- German film poster
- German: Kleider machen Leute
- Directed by: Helmut Käutner
- Written by: Helmut Käutner
- Based on: Clothes Make the Man by Gottfried Keller
- Produced by: Artur Kiekebusch-Brenken
- Starring: Heinz Rühmann Hertha Feiler Hilde Sessak
- Cinematography: Ewald Daub
- Edited by: Helmuth Schönnenbeck
- Music by: Bernhard Eichhorn
- Production company: Terra Film
- Distributed by: Terra Film
- Release date: 16 September 1940;
- Running time: 91 minutes
- Country: Germany
- Language: German

= Clothes Make the Man (1940 film) =

1940 film directed by Helmut Käutner

Clothes Make the Man (Kleider machen Leute) is a 1940 German historical comedy film directed by Helmut Käutner and starring Heinz Rühmann, Hertha Feiler and Hilde Sessak.

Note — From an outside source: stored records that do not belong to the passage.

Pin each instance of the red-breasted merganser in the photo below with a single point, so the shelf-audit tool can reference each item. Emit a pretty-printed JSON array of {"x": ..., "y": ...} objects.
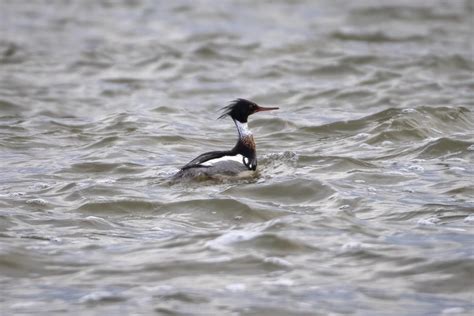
[{"x": 242, "y": 157}]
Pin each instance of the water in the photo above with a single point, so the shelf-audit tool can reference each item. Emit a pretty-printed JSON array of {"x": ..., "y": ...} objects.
[{"x": 363, "y": 204}]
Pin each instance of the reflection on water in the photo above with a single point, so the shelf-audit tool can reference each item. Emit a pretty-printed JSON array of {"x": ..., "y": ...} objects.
[{"x": 363, "y": 203}]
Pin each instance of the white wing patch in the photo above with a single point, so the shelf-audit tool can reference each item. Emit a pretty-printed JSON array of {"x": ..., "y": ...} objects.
[{"x": 211, "y": 162}]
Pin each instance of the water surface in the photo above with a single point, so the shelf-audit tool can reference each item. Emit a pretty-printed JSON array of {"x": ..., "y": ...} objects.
[{"x": 363, "y": 203}]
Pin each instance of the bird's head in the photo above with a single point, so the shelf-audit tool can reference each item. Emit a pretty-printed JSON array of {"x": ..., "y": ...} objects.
[{"x": 240, "y": 109}]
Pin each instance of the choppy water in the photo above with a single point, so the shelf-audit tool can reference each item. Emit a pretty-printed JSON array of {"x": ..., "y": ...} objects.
[{"x": 364, "y": 200}]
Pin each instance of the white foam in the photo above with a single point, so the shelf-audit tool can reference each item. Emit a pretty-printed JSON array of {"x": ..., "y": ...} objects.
[{"x": 428, "y": 221}]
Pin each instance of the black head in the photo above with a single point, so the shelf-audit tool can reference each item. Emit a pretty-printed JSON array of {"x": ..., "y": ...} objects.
[{"x": 240, "y": 109}]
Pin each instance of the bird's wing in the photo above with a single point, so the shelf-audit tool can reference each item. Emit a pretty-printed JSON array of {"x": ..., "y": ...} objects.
[{"x": 206, "y": 157}]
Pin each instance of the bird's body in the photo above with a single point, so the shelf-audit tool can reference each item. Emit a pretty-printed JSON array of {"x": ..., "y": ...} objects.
[{"x": 240, "y": 159}]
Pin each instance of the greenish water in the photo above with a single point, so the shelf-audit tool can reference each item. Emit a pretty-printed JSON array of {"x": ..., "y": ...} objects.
[{"x": 364, "y": 199}]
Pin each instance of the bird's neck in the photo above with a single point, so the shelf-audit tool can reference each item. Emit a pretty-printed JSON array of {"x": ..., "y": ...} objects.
[{"x": 243, "y": 129}]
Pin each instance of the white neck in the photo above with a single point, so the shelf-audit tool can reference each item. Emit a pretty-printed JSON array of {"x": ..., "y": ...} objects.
[{"x": 243, "y": 129}]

The film is based on the Novella Kleider machen Leute, published by realist author Gottfried Keller in 1874. It was shot at the Barrandov Studios in German-occupied Prague as well as at the Babelsberg and Tempelhof Studios in Berlin.

==Release==
The film was released in the USA only in 1958, in German but with no subtitles.